Chyna12 Apr 2025 11:24
According to ChatGPT…
General:
• Only about 1.5%-2% of U.S GDP is directly tied to imports from China (imagine how much of this relates to Amazon, fast fashion, Apple and raw materials etc).
Fashion:
• 10 years ago, Chinese imports accounted for 40-50% of the U.S clothing market. In 2023 it was around 33% and declining.
• However, if we strip out fast fashion (from Shein, Temu etc), this number falls to 20-25% (and declining).
• It doesn’t end there, however: with good quality sportswear (I gave JD and Hibbett as examples), Chinese imports allowed for 15-20% of the supply back in 2023, and again, this has been declining since.
• As for which products are still being often made in China: it is usually accessories (bags, hats etc) or throw away fashion.

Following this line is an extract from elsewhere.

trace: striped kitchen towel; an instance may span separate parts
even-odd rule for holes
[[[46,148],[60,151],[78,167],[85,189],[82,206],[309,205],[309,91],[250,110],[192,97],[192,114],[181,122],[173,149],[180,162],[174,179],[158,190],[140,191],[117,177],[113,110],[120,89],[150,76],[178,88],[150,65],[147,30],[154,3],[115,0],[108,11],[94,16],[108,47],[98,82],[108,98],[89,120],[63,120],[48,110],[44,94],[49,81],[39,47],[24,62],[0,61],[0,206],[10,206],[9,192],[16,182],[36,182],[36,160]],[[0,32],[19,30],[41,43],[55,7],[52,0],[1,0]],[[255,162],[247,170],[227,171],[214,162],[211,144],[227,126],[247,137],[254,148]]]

High end materials are often exported from China to the likes of Vietnam for final stitching etc, so I imagine the ‘value add’ on these items makes Vietnam’s tariff exposure much more important than China’s.
• Vietnam accounts for roughly 50% of the production for Adidas and Nike footwear.

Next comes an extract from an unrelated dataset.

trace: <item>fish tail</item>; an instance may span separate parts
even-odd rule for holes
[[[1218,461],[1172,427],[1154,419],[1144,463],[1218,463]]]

• Labour costs in Vietnam are approximately 40%-50% lower than in China, so a move out of China, irregardless of tariffs, may well be margin enhancing anyway in the long-term.
The devil (or opportunity) is often found in the detail.
As I’ve been accused of ramping, I should probably explain why I’m posting so frequently on here: the investors who I know well aren’t really engaged atm, so it’s either post on here, talk to my Nan (who understands 50% of what I say) or talk to myself.
I must say though, it’s been incredibly beneficial working away in isolation. I’m hyper-focused on my own investing thesis again. It’s bloody exciting.
Do your own research. I do not have a crystal ball. I’m just showing my hand.